Le communisme est une très vieille affaire, à la fois dans le contenu et dans la formulation. On a pu parler d’un communisme primitif pour caractériser les sociétés les plus anciennes qui ignoraient la propriété privée et l’État. Les premières communautés chrétiennes étaient indéniablement communistes, comme le furent les kibboutz israéliens – ils sont maintenant assez loin de l’esprit militant qui était le leur à l’origine. Il existe aussi du communisme dans toutes les sociétés : dès lors qu’il existe un système d’entraide, dans lequel chacun donne selon ses capacités et reçoit selon ses besoins, on peut parler d’embryon de communisme. Au sens donné par Marx à ce mot « communisme »1, la sécurité sociale est typiquement une institution communiste. Il y a du communisme dans tous les services publics gratuits – qui vont des jardins publics aux musées, aux bibliothèques, aux fêtes communales, et aux dispositifs d’assistance sociale. Les systèmes coopératifs et les mutuelles sont aussi d’esprit communiste. Le communisme n’est rien d’autre que la défense d’un bien commun. La thèse de Marx peut être reformulée ainsi : l’extension de ces modes d’organisation communistes est en germe dans le développement même du mode de production capitaliste qui pousse toujours à plus de coopération sur une base toujours élargie. On doit sans doute admettre qu’une société « intégralement » communiste n’est ni possible, ni souhaitable.

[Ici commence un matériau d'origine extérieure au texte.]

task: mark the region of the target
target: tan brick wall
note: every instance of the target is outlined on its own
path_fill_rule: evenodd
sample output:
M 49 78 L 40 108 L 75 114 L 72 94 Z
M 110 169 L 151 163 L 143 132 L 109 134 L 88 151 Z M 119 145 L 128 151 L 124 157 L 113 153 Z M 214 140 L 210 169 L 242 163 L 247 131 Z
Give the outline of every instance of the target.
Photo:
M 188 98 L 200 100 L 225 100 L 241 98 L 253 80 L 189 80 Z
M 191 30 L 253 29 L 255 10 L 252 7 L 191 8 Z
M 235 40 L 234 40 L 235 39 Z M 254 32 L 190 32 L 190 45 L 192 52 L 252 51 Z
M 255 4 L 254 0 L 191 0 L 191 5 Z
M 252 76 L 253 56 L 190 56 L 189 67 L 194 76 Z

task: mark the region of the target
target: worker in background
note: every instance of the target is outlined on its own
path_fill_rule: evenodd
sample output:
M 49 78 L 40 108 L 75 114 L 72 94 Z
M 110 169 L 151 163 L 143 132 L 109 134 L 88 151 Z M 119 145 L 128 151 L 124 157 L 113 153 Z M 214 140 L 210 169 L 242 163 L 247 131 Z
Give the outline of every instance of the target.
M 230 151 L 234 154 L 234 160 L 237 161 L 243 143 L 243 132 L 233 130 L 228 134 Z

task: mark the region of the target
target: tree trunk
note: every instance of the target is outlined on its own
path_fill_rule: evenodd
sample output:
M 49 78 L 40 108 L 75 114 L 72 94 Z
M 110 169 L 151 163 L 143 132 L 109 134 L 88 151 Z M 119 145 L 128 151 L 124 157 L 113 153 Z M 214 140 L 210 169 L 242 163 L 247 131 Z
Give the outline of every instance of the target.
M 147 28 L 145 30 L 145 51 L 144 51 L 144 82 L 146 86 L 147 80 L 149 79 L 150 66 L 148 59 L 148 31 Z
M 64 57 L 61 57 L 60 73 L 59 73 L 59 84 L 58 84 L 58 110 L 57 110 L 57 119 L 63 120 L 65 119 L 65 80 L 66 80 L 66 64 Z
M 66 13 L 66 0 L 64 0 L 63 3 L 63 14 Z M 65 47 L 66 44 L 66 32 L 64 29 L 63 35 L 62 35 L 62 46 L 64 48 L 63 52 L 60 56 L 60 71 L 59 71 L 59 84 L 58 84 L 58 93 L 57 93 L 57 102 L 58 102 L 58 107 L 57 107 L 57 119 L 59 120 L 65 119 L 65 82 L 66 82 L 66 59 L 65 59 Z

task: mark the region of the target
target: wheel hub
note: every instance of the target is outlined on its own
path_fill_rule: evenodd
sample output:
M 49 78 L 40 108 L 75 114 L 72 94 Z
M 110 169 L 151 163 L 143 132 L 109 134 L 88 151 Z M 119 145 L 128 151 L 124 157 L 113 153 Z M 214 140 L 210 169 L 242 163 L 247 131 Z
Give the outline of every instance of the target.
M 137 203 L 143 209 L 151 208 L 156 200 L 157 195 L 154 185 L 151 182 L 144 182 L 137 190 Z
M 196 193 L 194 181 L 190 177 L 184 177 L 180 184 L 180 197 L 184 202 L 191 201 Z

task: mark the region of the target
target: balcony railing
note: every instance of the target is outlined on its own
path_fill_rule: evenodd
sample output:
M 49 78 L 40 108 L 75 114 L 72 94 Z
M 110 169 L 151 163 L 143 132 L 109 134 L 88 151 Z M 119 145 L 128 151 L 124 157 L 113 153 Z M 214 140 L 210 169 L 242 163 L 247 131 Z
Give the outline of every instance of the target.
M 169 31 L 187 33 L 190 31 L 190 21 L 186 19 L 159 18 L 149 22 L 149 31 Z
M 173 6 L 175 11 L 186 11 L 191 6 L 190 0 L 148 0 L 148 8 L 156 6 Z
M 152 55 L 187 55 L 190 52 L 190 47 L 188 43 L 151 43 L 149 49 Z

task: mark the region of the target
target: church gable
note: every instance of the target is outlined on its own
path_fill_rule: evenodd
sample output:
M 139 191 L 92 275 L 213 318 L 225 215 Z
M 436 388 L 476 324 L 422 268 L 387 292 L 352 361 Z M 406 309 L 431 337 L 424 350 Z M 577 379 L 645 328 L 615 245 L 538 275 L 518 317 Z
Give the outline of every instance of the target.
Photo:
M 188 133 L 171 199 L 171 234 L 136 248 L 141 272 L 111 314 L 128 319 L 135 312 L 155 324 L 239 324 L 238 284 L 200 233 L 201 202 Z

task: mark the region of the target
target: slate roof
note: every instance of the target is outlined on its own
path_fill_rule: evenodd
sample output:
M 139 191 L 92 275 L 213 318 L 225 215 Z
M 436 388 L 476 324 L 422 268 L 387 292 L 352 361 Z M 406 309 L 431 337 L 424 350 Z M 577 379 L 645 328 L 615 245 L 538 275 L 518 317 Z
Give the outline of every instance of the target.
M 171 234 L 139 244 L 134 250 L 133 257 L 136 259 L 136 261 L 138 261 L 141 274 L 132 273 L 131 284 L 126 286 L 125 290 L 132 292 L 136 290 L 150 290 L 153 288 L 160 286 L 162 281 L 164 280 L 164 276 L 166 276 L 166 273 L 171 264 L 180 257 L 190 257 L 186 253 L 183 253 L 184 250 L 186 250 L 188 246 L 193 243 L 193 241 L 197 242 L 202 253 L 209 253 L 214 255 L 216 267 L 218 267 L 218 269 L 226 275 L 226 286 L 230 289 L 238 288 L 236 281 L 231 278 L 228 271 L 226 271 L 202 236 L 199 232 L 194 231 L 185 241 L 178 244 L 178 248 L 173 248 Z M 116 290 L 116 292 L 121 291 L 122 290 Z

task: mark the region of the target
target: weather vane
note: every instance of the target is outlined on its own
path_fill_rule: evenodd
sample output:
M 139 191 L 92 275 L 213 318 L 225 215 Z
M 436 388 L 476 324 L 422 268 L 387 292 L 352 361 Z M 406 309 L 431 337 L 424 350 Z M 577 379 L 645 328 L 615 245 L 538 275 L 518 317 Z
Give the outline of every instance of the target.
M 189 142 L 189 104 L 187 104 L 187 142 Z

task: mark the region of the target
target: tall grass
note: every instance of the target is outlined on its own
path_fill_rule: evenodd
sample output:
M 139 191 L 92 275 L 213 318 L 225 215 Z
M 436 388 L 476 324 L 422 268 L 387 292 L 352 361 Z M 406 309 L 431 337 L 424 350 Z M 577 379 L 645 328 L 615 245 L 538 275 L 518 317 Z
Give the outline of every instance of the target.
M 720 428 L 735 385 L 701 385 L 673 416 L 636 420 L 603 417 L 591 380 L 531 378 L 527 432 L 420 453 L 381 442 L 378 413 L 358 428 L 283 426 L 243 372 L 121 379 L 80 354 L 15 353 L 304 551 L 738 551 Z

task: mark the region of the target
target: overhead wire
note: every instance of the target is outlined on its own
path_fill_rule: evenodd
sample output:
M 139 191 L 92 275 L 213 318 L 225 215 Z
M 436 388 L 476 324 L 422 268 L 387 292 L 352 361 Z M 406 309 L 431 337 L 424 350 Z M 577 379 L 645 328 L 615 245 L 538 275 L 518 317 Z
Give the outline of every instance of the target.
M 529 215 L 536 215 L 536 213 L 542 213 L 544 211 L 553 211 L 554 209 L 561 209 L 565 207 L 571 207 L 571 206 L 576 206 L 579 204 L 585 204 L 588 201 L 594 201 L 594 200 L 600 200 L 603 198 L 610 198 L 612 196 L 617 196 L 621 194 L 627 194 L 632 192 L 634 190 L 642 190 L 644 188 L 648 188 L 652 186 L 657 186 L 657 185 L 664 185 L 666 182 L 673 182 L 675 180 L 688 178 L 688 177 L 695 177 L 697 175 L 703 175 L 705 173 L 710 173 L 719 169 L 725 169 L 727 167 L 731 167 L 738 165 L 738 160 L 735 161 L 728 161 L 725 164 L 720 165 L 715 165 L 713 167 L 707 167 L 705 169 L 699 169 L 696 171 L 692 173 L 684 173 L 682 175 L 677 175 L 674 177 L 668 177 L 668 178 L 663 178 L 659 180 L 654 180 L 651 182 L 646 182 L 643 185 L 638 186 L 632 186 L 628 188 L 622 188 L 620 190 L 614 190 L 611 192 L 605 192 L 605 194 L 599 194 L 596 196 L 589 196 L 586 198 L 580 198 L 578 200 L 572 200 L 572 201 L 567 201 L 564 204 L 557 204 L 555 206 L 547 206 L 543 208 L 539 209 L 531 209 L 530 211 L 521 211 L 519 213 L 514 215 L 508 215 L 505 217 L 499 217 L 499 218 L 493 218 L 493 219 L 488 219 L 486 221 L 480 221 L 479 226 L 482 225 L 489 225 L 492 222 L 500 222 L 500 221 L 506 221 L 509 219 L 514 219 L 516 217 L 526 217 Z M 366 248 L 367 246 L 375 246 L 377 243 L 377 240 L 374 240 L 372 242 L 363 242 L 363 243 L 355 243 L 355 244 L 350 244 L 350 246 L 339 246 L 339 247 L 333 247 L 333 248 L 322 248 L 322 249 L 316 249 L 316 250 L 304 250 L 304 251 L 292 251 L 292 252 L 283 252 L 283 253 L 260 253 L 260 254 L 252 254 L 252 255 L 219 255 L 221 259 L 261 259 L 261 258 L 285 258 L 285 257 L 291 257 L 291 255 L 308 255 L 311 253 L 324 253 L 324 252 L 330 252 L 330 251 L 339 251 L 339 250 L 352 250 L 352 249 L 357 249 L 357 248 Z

Les individus ont aussi des biens propres, ils ont besoin d’une lieu à eux, d’une sphère privée et protégée de l’intrusion de la communauté et, par conséquent, la propriété privée, sur une échelle plus ou moins grande ne devrait pas être abolie, même dans une société beaucoup plus communiste que la nôtre.

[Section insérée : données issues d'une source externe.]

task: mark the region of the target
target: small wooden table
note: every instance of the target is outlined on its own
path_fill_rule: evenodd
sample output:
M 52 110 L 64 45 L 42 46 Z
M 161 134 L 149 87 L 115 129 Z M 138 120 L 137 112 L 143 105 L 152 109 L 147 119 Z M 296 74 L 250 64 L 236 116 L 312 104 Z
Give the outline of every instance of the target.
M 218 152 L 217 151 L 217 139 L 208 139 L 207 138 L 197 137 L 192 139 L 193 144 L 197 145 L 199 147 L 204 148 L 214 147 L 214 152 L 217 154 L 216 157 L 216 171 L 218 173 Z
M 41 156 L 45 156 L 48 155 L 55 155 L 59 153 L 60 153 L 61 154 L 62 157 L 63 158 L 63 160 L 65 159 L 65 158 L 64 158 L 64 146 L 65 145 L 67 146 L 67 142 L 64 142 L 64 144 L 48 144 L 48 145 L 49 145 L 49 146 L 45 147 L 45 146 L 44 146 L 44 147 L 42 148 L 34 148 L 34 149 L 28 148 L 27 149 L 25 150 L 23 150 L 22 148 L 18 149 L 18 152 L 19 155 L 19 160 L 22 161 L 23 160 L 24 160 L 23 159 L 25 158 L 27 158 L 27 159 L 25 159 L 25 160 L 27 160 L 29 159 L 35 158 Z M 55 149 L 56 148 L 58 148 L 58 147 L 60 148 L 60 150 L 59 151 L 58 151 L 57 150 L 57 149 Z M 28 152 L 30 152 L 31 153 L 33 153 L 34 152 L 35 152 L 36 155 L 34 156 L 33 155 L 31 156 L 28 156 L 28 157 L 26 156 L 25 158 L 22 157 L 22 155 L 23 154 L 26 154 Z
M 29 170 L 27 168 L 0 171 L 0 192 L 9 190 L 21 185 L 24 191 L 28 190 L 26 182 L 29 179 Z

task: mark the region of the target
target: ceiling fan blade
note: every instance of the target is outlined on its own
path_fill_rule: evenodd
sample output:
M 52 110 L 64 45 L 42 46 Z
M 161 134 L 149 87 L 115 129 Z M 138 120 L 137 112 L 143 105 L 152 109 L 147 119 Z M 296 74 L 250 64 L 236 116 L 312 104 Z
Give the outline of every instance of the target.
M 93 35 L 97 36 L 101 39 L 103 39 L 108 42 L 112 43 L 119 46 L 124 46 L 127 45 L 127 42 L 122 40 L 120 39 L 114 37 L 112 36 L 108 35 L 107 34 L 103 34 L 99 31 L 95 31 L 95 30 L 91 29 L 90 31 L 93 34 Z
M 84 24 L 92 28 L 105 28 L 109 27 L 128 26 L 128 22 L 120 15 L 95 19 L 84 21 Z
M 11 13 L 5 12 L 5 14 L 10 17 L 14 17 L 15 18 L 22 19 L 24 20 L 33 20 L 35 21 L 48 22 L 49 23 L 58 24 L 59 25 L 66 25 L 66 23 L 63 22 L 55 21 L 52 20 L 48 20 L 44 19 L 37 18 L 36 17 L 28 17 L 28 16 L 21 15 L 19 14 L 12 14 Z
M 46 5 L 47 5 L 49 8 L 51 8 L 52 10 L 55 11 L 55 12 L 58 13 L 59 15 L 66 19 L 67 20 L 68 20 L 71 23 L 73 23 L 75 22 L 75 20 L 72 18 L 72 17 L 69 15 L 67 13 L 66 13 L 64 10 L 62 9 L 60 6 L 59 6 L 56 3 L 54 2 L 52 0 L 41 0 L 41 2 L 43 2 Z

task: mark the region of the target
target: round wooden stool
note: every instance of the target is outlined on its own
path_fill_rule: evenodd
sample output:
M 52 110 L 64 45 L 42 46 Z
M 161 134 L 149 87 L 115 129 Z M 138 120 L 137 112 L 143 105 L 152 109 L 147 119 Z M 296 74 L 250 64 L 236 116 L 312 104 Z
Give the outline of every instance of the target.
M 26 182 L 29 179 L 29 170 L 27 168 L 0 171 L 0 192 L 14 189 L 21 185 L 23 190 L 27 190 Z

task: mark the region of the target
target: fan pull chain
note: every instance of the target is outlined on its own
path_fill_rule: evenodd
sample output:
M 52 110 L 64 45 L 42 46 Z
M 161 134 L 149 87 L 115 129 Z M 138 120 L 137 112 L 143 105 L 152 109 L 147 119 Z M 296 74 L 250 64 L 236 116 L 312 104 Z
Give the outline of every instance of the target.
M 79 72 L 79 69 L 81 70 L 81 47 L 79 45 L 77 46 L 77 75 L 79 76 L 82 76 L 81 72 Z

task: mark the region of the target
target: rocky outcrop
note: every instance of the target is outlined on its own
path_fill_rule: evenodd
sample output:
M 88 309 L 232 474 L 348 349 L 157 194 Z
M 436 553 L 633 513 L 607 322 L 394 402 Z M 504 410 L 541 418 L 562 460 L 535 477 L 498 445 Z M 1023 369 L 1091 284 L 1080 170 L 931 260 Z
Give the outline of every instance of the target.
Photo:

Le communisme est un « philosophie sociale » mais sans doute pas une doctrine politique puisque n’est pas posée la question du pouvoir, de l’État et du gouvernement. Ma position est que l’idée marxienne d’un communisme progressant avec le dépérissement de l’État et la dilution du politique est une pure utopie qui, à la longue, se révèle extrêmement dangereuse. Du reste, cette thèse utopique ne découle absolument des autres analyses de Marx. On peut donc la retirer du corpus sans grand dommage. Si on maintient l’idéal émancipateur contenu dans la pensée de Marx et la tradition du mouvement ouvrier, il est donc nécessaire d’élaborer une doctrine politique. C’est précisément ce que l’on a fini par appeler « socialisme » dans l’histoire de l’Internationale. Le socialisme comprend deux volets. D’un côté, il propose une certaine conception de l’organisation de la société et, de l’autre, une certaine conception du pouvoir politique. Le préalable du socialisme est l’organisation républicaine du pouvoir et du gouvernement, en entendant par là ce qui a été théorisé dans la tradition républicaniste, ancienne autant que moderne. J’ai eu l’occasion de développer une version radicale du républicanisme dans mon livre Revivre la République !2
Je fais mien le mot de Jean Jaurès pour qui le socialisme est la république jusqu’au bout. Si la république est la « liberté comme non-domination », la république suppose que la liberté ne se limite pas à voter tous les cinq ans pour les gens appelés à décider à notre place. Elle suppose des moyens de contrôle du pouvoir et du gouvernement, un « droit de contestabilité garanti », mais aussi toutes sortes d’institutions de protection contre toutes les formes de domination, notamment dans les rapports de travail. Ce républicanisme social fait partie de la doctrine de courants qui ne sont pas socialistes mais pensent qu’est nécessaire une politique sociale et une large redistribution des richesses, ainsi le courant solidariste dont Léon Bourgeois est le principal représentant. Il n’y a pas des frontières biens nettes, il y a même une certaine continuité entre les républicains radicaux et les socialistes d’inspiration marxiste. Émile Durkheim et Marcel Mauss se disaient socialistes, comme Jaurès qui n’est pas marxiste mais accepte une bonne partie des théories de Marx.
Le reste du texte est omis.